Job: extract the loss reasons by category. Pricing, integration, support, specific feature gaps, vendor concentration concerns.
Refuse-condition: do not declare a loss reason from a single review. Cross-reference at least two independent sources before naming it as a pattern.
Output spec: a ranked list of loss reasons with example evidence inline for each.
What you get: the objection map. When you walk into a deal where the competitor is incumbent, this is the list of dissatisfactions to surface in your discovery. Not as attack lines. As genuine questions.
Inputs: the LinkedIn profiles of the named champions in the competitor's case studies, plus any public talks or interviews they have given.
Job: infer what the competitor's pitch actually said to them. What problem framing did it use? What metric did it promise to move? What internal political battle was the champion likely fighting when they bought?
Refuse-condition: speculation must be marked [INFERRED] and grounded in the public source it came from. Pure speculation, even confident speculation, gets refused.
Output spec: a profile of the competitor's natural-fit champion: title, seniority, problem framing, metric, internal politics.
What you get: a clear picture of who in your target account the competitor will already be talking to. You either out-pitch them with the same champion, or you find a different champion the competitor's framing leaves cold.
Inputs: outputs from prompts 1, 2, 3 above, plus the specific prospect account.
Job: synthesise into a one-page deal-review brief. Here is what the competitor will be selling them. Here is the champion they will be selling to. Here are the three objections we can credibly raise. Here is the one risk to our deal that comes out of this analysis.
Skip-condition: if the inputs from prompts 1 to 3 do not support a defensible synthesis, say so and recommend deferring the deal review until better intel exists. Better to delay the brief than ship one built on hunches.
What you get: a brief the deal team can actually use in the next pipeline call.
The market-shaped teardown asks Claude to infer positioning patterns from polished public material that vendors specifically wrote to look good. The output is roughly as honest as the input, which means: useful for understanding market narrative, useless for understanding the actual deal.

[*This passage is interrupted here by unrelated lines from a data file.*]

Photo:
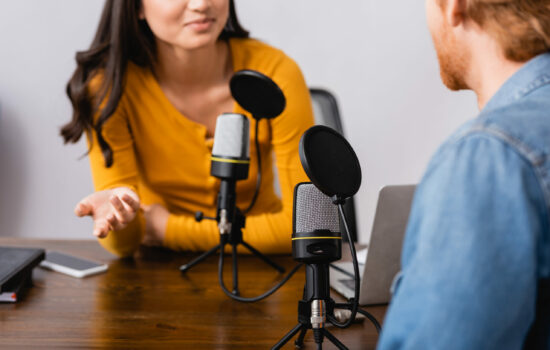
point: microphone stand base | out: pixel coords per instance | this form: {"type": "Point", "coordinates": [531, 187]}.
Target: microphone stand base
{"type": "Point", "coordinates": [234, 238]}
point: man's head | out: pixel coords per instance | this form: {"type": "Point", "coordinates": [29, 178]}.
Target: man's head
{"type": "Point", "coordinates": [518, 29]}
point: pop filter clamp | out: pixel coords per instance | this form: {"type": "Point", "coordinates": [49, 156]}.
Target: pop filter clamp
{"type": "Point", "coordinates": [260, 96]}
{"type": "Point", "coordinates": [332, 166]}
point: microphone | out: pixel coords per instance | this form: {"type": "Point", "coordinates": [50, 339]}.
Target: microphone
{"type": "Point", "coordinates": [316, 237]}
{"type": "Point", "coordinates": [229, 162]}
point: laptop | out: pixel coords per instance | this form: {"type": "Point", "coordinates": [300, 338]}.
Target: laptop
{"type": "Point", "coordinates": [380, 262]}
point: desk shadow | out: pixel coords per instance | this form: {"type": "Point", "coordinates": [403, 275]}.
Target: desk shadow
{"type": "Point", "coordinates": [13, 173]}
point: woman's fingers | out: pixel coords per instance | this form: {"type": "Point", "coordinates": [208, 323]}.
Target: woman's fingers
{"type": "Point", "coordinates": [131, 202]}
{"type": "Point", "coordinates": [101, 228]}
{"type": "Point", "coordinates": [83, 208]}
{"type": "Point", "coordinates": [123, 213]}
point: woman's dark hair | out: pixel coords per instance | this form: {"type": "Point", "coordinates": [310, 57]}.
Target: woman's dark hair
{"type": "Point", "coordinates": [121, 37]}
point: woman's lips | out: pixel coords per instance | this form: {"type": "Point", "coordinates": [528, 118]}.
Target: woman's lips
{"type": "Point", "coordinates": [200, 25]}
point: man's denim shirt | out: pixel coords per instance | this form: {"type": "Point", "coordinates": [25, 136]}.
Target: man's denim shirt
{"type": "Point", "coordinates": [476, 257]}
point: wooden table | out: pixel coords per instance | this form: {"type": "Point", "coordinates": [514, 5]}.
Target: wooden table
{"type": "Point", "coordinates": [146, 302]}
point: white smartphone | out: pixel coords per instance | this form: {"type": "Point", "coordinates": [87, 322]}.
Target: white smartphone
{"type": "Point", "coordinates": [72, 266]}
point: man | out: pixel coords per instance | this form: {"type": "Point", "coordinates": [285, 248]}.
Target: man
{"type": "Point", "coordinates": [476, 258]}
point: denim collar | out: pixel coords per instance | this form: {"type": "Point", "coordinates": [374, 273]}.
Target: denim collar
{"type": "Point", "coordinates": [534, 74]}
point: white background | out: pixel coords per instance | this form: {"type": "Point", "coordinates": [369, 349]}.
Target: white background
{"type": "Point", "coordinates": [375, 56]}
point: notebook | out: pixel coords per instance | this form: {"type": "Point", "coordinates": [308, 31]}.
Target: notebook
{"type": "Point", "coordinates": [17, 263]}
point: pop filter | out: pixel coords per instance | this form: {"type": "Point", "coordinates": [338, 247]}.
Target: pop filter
{"type": "Point", "coordinates": [257, 94]}
{"type": "Point", "coordinates": [330, 162]}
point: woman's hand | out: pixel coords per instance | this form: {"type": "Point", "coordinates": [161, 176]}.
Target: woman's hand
{"type": "Point", "coordinates": [111, 210]}
{"type": "Point", "coordinates": [156, 218]}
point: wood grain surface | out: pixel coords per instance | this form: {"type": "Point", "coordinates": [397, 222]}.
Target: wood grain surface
{"type": "Point", "coordinates": [145, 302]}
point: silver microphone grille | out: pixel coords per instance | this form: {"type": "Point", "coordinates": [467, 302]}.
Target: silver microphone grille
{"type": "Point", "coordinates": [232, 136]}
{"type": "Point", "coordinates": [314, 210]}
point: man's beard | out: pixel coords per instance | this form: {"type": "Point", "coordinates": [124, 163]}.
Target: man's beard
{"type": "Point", "coordinates": [453, 61]}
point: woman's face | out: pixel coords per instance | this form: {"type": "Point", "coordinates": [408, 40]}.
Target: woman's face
{"type": "Point", "coordinates": [186, 24]}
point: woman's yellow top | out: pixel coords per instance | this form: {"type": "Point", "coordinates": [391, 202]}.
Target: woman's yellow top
{"type": "Point", "coordinates": [165, 158]}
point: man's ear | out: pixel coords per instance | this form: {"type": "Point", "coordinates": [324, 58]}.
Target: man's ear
{"type": "Point", "coordinates": [455, 11]}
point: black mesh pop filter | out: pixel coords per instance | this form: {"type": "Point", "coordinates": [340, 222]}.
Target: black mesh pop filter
{"type": "Point", "coordinates": [257, 94]}
{"type": "Point", "coordinates": [330, 162]}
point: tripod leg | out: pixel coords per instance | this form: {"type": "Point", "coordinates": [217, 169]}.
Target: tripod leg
{"type": "Point", "coordinates": [334, 340]}
{"type": "Point", "coordinates": [299, 342]}
{"type": "Point", "coordinates": [235, 272]}
{"type": "Point", "coordinates": [263, 257]}
{"type": "Point", "coordinates": [288, 336]}
{"type": "Point", "coordinates": [185, 267]}
{"type": "Point", "coordinates": [371, 318]}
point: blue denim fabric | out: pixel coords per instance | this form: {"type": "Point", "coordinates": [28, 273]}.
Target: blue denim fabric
{"type": "Point", "coordinates": [477, 249]}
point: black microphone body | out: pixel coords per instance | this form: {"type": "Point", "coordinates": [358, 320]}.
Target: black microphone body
{"type": "Point", "coordinates": [230, 162]}
{"type": "Point", "coordinates": [316, 237]}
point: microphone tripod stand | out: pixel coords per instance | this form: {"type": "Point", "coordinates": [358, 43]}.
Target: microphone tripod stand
{"type": "Point", "coordinates": [234, 237]}
{"type": "Point", "coordinates": [314, 309]}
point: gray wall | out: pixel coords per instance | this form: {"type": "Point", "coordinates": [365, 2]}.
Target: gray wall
{"type": "Point", "coordinates": [375, 56]}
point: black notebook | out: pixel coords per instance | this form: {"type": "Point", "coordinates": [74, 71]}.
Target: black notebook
{"type": "Point", "coordinates": [17, 262]}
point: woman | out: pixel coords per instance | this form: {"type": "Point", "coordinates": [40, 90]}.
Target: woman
{"type": "Point", "coordinates": [147, 93]}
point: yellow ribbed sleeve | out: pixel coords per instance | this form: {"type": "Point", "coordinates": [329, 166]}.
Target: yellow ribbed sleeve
{"type": "Point", "coordinates": [165, 157]}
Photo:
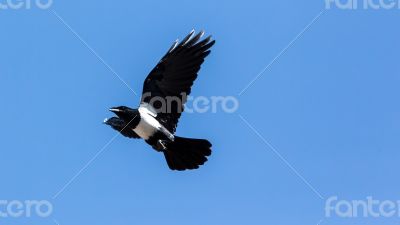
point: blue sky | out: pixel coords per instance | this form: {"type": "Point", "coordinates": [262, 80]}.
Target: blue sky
{"type": "Point", "coordinates": [321, 121]}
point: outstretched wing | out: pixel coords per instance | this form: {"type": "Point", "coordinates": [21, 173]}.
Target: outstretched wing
{"type": "Point", "coordinates": [120, 125]}
{"type": "Point", "coordinates": [167, 86]}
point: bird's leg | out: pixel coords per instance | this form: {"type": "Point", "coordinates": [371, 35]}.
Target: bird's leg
{"type": "Point", "coordinates": [161, 145]}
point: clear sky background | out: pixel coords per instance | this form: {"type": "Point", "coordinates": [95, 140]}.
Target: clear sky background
{"type": "Point", "coordinates": [328, 106]}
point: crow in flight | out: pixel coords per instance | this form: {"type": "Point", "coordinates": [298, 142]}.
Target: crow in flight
{"type": "Point", "coordinates": [164, 94]}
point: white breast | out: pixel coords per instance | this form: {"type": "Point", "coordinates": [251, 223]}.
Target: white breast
{"type": "Point", "coordinates": [147, 126]}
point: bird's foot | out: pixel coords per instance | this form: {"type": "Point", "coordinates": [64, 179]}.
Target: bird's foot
{"type": "Point", "coordinates": [161, 145]}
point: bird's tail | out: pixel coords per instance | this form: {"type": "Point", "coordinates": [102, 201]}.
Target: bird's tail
{"type": "Point", "coordinates": [187, 153]}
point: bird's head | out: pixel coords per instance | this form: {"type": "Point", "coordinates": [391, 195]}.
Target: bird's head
{"type": "Point", "coordinates": [124, 112]}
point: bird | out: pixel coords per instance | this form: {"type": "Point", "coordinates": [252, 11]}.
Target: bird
{"type": "Point", "coordinates": [164, 94]}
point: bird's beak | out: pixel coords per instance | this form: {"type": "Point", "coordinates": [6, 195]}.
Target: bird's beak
{"type": "Point", "coordinates": [114, 110]}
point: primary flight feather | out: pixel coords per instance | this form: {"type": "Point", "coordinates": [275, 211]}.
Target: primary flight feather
{"type": "Point", "coordinates": [164, 94]}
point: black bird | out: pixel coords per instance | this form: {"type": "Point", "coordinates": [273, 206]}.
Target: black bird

The four prompts above force Claude to work from messier, more honest data. Third-party reviews, where customers complain. LinkedIn signal, where switches show up. The specific accounts your competitor named, with the specific objections that came up. The output is grounded in what the competitor's customers actually experienced, not what the competitor's marketing department wants them to have experienced.

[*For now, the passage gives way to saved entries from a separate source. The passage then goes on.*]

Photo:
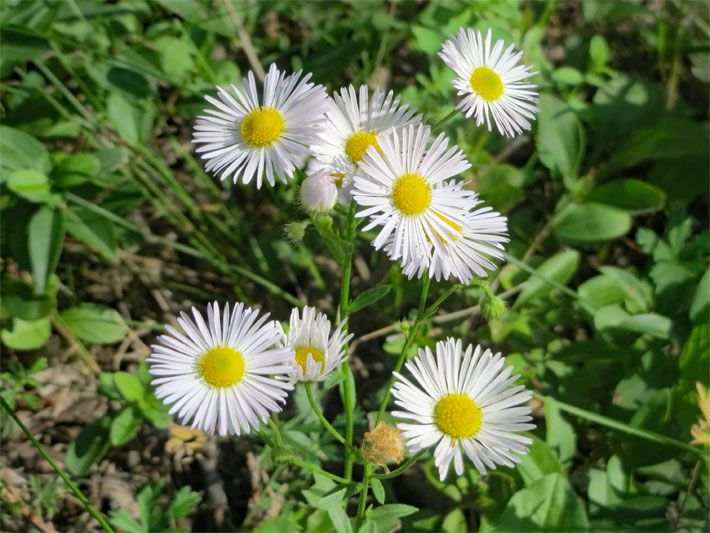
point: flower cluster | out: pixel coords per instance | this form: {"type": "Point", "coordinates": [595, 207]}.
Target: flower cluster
{"type": "Point", "coordinates": [377, 151]}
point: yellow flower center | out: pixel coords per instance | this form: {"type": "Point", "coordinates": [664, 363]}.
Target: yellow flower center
{"type": "Point", "coordinates": [338, 179]}
{"type": "Point", "coordinates": [411, 194]}
{"type": "Point", "coordinates": [221, 367]}
{"type": "Point", "coordinates": [262, 126]}
{"type": "Point", "coordinates": [357, 145]}
{"type": "Point", "coordinates": [487, 84]}
{"type": "Point", "coordinates": [457, 416]}
{"type": "Point", "coordinates": [302, 357]}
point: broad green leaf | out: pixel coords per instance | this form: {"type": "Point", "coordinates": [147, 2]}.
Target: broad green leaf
{"type": "Point", "coordinates": [378, 490]}
{"type": "Point", "coordinates": [559, 138]}
{"type": "Point", "coordinates": [76, 169]}
{"type": "Point", "coordinates": [45, 238]}
{"type": "Point", "coordinates": [129, 386]}
{"type": "Point", "coordinates": [88, 448]}
{"type": "Point", "coordinates": [92, 229]}
{"type": "Point", "coordinates": [124, 425]}
{"type": "Point", "coordinates": [600, 291]}
{"type": "Point", "coordinates": [549, 504]}
{"type": "Point", "coordinates": [629, 195]}
{"type": "Point", "coordinates": [27, 335]}
{"type": "Point", "coordinates": [700, 307]}
{"type": "Point", "coordinates": [340, 520]}
{"type": "Point", "coordinates": [32, 185]}
{"type": "Point", "coordinates": [369, 297]}
{"type": "Point", "coordinates": [633, 287]}
{"type": "Point", "coordinates": [559, 268]}
{"type": "Point", "coordinates": [392, 510]}
{"type": "Point", "coordinates": [538, 462]}
{"type": "Point", "coordinates": [591, 223]}
{"type": "Point", "coordinates": [649, 323]}
{"type": "Point", "coordinates": [94, 323]}
{"type": "Point", "coordinates": [21, 151]}
{"type": "Point", "coordinates": [20, 300]}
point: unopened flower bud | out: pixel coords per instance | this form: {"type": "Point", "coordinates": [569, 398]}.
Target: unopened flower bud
{"type": "Point", "coordinates": [319, 193]}
{"type": "Point", "coordinates": [383, 445]}
{"type": "Point", "coordinates": [492, 307]}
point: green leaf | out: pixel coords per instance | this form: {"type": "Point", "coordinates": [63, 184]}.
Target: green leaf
{"type": "Point", "coordinates": [559, 268]}
{"type": "Point", "coordinates": [378, 490]}
{"type": "Point", "coordinates": [369, 297]}
{"type": "Point", "coordinates": [559, 138]}
{"type": "Point", "coordinates": [132, 122]}
{"type": "Point", "coordinates": [340, 520]}
{"type": "Point", "coordinates": [92, 229]}
{"type": "Point", "coordinates": [94, 323]}
{"type": "Point", "coordinates": [32, 185]}
{"type": "Point", "coordinates": [45, 238]}
{"type": "Point", "coordinates": [27, 335]}
{"type": "Point", "coordinates": [129, 386]}
{"type": "Point", "coordinates": [76, 169]}
{"type": "Point", "coordinates": [700, 307]}
{"type": "Point", "coordinates": [20, 300]}
{"type": "Point", "coordinates": [629, 195]}
{"type": "Point", "coordinates": [124, 425]}
{"type": "Point", "coordinates": [591, 223]}
{"type": "Point", "coordinates": [538, 462]}
{"type": "Point", "coordinates": [549, 504]}
{"type": "Point", "coordinates": [88, 448]}
{"type": "Point", "coordinates": [649, 323]}
{"type": "Point", "coordinates": [22, 151]}
{"type": "Point", "coordinates": [392, 510]}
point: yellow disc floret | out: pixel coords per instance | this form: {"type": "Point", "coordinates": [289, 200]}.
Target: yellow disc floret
{"type": "Point", "coordinates": [487, 84]}
{"type": "Point", "coordinates": [262, 126]}
{"type": "Point", "coordinates": [302, 357]}
{"type": "Point", "coordinates": [411, 194]}
{"type": "Point", "coordinates": [457, 416]}
{"type": "Point", "coordinates": [357, 145]}
{"type": "Point", "coordinates": [221, 367]}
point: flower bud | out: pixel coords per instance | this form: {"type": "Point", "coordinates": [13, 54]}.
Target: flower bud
{"type": "Point", "coordinates": [383, 445]}
{"type": "Point", "coordinates": [319, 193]}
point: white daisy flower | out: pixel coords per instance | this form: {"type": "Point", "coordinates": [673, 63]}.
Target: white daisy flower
{"type": "Point", "coordinates": [354, 124]}
{"type": "Point", "coordinates": [470, 253]}
{"type": "Point", "coordinates": [463, 403]}
{"type": "Point", "coordinates": [315, 352]}
{"type": "Point", "coordinates": [217, 374]}
{"type": "Point", "coordinates": [491, 82]}
{"type": "Point", "coordinates": [403, 189]}
{"type": "Point", "coordinates": [245, 139]}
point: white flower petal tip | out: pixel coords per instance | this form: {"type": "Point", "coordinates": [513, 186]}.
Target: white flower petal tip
{"type": "Point", "coordinates": [494, 87]}
{"type": "Point", "coordinates": [245, 138]}
{"type": "Point", "coordinates": [218, 374]}
{"type": "Point", "coordinates": [314, 351]}
{"type": "Point", "coordinates": [463, 402]}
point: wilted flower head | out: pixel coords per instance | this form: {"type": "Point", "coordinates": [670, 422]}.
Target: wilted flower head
{"type": "Point", "coordinates": [383, 445]}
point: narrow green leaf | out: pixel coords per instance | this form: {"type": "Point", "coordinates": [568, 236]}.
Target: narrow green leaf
{"type": "Point", "coordinates": [369, 297]}
{"type": "Point", "coordinates": [45, 238]}
{"type": "Point", "coordinates": [559, 268]}
{"type": "Point", "coordinates": [591, 223]}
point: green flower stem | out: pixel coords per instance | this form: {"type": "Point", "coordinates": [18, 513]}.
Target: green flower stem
{"type": "Point", "coordinates": [77, 492]}
{"type": "Point", "coordinates": [345, 367]}
{"type": "Point", "coordinates": [321, 472]}
{"type": "Point", "coordinates": [444, 120]}
{"type": "Point", "coordinates": [362, 501]}
{"type": "Point", "coordinates": [320, 416]}
{"type": "Point", "coordinates": [413, 459]}
{"type": "Point", "coordinates": [626, 428]}
{"type": "Point", "coordinates": [411, 334]}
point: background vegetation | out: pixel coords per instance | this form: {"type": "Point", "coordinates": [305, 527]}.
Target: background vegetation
{"type": "Point", "coordinates": [110, 227]}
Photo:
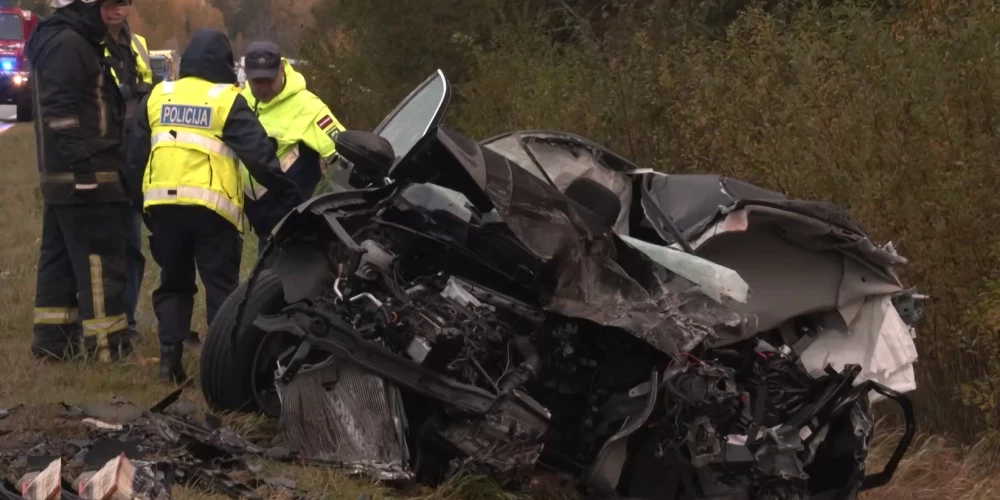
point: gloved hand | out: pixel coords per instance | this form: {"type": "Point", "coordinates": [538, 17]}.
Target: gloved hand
{"type": "Point", "coordinates": [84, 184]}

That is the lever. B2B intel works when the source material is real enough to disagree with the vendor's own narrative. It fails when you ask Claude to refine the vendor's narrative back at you.

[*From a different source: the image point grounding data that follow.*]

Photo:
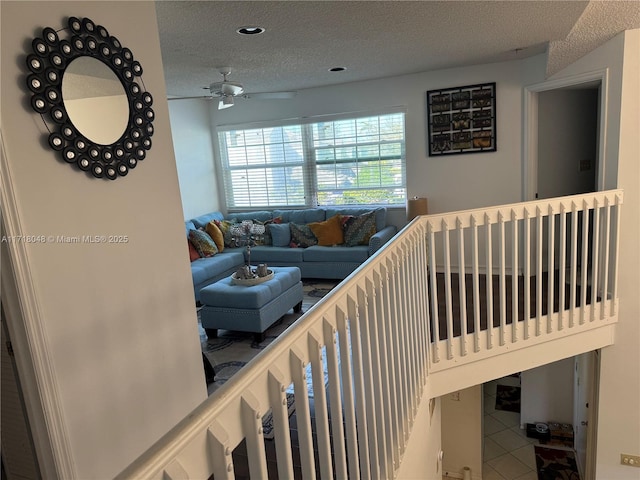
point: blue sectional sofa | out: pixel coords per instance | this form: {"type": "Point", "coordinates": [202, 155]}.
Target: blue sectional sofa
{"type": "Point", "coordinates": [317, 261]}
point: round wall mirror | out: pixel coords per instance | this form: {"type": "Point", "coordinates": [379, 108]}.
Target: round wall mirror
{"type": "Point", "coordinates": [85, 87]}
{"type": "Point", "coordinates": [95, 100]}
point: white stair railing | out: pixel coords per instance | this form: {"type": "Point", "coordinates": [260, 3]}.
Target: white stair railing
{"type": "Point", "coordinates": [534, 271]}
{"type": "Point", "coordinates": [358, 361]}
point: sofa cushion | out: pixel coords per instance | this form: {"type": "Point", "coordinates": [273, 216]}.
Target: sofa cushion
{"type": "Point", "coordinates": [276, 255]}
{"type": "Point", "coordinates": [319, 253]}
{"type": "Point", "coordinates": [202, 220]}
{"type": "Point", "coordinates": [204, 269]}
{"type": "Point", "coordinates": [205, 246]}
{"type": "Point", "coordinates": [358, 230]}
{"type": "Point", "coordinates": [328, 232]}
{"type": "Point", "coordinates": [280, 234]}
{"type": "Point", "coordinates": [300, 217]}
{"type": "Point", "coordinates": [380, 214]}
{"type": "Point", "coordinates": [302, 236]}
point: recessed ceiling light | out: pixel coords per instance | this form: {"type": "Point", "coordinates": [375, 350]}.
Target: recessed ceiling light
{"type": "Point", "coordinates": [250, 30]}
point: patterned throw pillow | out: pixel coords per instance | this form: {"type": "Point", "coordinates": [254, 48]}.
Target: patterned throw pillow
{"type": "Point", "coordinates": [193, 253]}
{"type": "Point", "coordinates": [280, 234]}
{"type": "Point", "coordinates": [225, 228]}
{"type": "Point", "coordinates": [328, 232]}
{"type": "Point", "coordinates": [266, 237]}
{"type": "Point", "coordinates": [302, 236]}
{"type": "Point", "coordinates": [204, 244]}
{"type": "Point", "coordinates": [358, 230]}
{"type": "Point", "coordinates": [216, 234]}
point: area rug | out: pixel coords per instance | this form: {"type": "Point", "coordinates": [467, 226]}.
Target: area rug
{"type": "Point", "coordinates": [232, 350]}
{"type": "Point", "coordinates": [556, 464]}
{"type": "Point", "coordinates": [508, 398]}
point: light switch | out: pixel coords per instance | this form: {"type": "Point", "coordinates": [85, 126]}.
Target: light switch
{"type": "Point", "coordinates": [630, 460]}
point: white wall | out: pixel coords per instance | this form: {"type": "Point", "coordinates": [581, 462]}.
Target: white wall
{"type": "Point", "coordinates": [618, 413]}
{"type": "Point", "coordinates": [547, 393]}
{"type": "Point", "coordinates": [421, 458]}
{"type": "Point", "coordinates": [117, 321]}
{"type": "Point", "coordinates": [462, 433]}
{"type": "Point", "coordinates": [192, 141]}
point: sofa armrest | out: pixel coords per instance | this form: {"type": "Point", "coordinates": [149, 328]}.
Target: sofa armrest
{"type": "Point", "coordinates": [380, 238]}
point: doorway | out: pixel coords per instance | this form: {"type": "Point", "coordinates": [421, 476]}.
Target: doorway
{"type": "Point", "coordinates": [562, 120]}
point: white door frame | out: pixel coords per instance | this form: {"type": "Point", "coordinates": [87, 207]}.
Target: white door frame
{"type": "Point", "coordinates": [530, 127]}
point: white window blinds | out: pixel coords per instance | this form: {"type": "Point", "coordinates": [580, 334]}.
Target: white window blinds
{"type": "Point", "coordinates": [340, 162]}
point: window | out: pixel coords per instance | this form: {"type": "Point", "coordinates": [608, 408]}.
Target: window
{"type": "Point", "coordinates": [346, 161]}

This is the prompt set where Claude is most useful and most dangerous. The data is always thin. The inference temptation is huge. Without refuse-conditions and explicit confidence ratings, you will ship a deal-review brief built on three reviews and a hunch.
The refuse-conditions are not optional decoration. Better to ship a one-line brief that says "the intel is too thin to draw conclusions, here is what we would need to know" than a polished page of confident bullshit that loses you the deal.
B2B intel that helps you win deals is intel that names the deal. Anything more general is a deck for someone else's quarter.
The free Competitive Landscape Teardown handles the market layer (positioning matrix, white-space hypotheses, kill criteria). This post is the account-level extension. The two work in sequence: market first to choose the bet, account-level when a specific deal needs the brief.